This high-profile jaunt coincides nicely with the buzz still growing around the band’s debut album, June’s Taller Children. Helmed by producer Mike Mogis—also a member of Bright Eyes and the Monsters of Folk—the album fleshes out Ziman’s intimate songwriting and folk-ish core with crafty embellishment and a firm rock backbone. Flecked with guest appearances, the album also boasts well-placed bits of violin and trumpet, as well as commanding bass lines and a dreamy sheen to certain songs. Listening to it, it’s no surprise the trio studied music before forming Elizabeth & the Catapult.
“Everyone brings something different,” notes Ziman, “and the boys definitely rock out. I’ll bring a song to them, and we’ll arrange it together, and onstage, it’s taken up another level with energy. It shows the evolution of the writing process. We basically want to have as much of all of our tastes in there as possible without being too ADD.”
The band’s name comes from the cover of their first EP, self-released four years ago. The cover depicts, as Ziman puts it, “a mischievous little girl looking for trouble with a slingshot in her hand.” The image inspired the name, first just for the EP and then—somewhat backwards—for the band itself. It certainly prepares listeners for some of the quirkier, more willful moments on Taller Children, including the opening kiss-off “Momma’s Boy” and the funky hook of “Hit the Wall.” But, despite some sharp shifts in mood and style, each of the dozen tracks is anchored by Ziman’s warm, aching vocals. Most appealingly, she doesn’t beat around the bush with her lyrics. “If you want a girl to be your mother, go find another,” she cautions on “Momma’s Boy.”
It’s tempting to credit that directness to the ’60s folk scene of New York’s Greenwich Village. Sure, that was well before Ziman’s time, but she grew up around the corner from Café Wha? and Fat Black Pussy Cat, where acoustic sets by Joni Mitchell and Bob Dylan were once no more unusual than comedy sets by Woody Allen and Bill Cosby. The history there was inescapable. However, Ziman was trained in classical piano, which explains why she now plays keys and not guitar. Amazingly, she only started writing songs about five or six years ago.
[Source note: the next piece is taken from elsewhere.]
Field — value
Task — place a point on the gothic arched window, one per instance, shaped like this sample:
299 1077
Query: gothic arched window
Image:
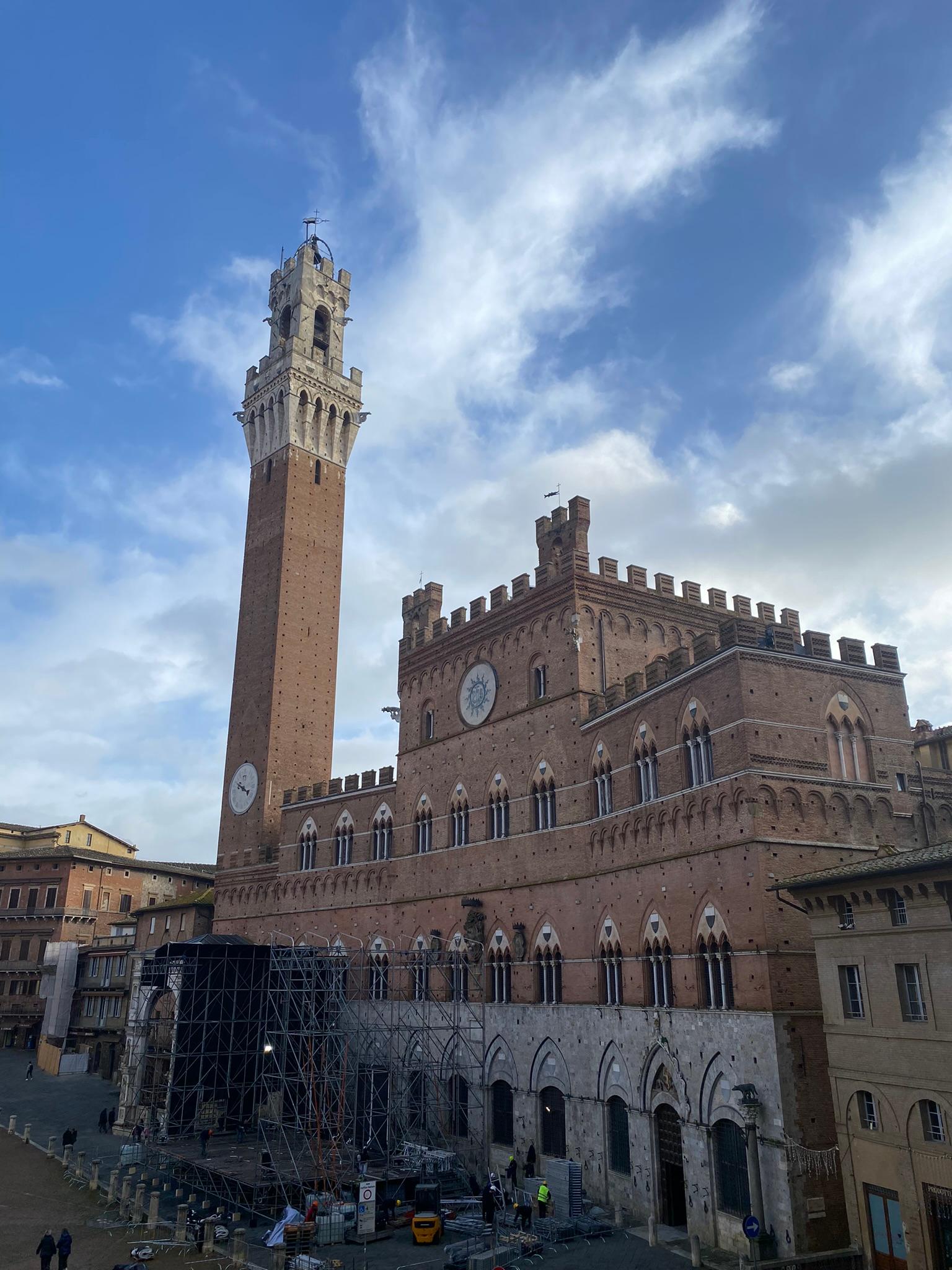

Whatever her inspiration, she shares with the best folk music a talent for unflinching observation, never holding back when it comes to her subjects. She tells it like it is, all the time couching her spiky observations within breezy, ductile songs. In fact, much of the affable album brings quite a light touch to the growing phenomenon of men stuck in childish habits, culminating in the title track’s refrain “In the end, we’re all just taller children.”
“[The song is] actually about a Wall Street executive’s midlife crisis,” she reveals. The tune was dissected recently for NPR’s All Things Considered in the segment “Song for Our Times.” Listeners heard the finished song, its original bass line and vocals, its breakdown, and learned the origin of the lyrics. It’s the only song on the album co-written by the whole band, and in the end, it’s much more a harrowing cautionary tale than a glowing slice of childhood nostalgia.
“It was a reaction to the financial crisis,” explains Ziman. “It’s basically about not knowing how to be a responsible adult and still having these negative childish qualities and not owning up to them. And ‘Apathy’ is about facing up to the realities of adulthood. So there’s a bit of bittersweet sentiment. They obviously have this whimsical innocence, reminiscing about childhood, [but] it’s not as straightforward as it sounds.”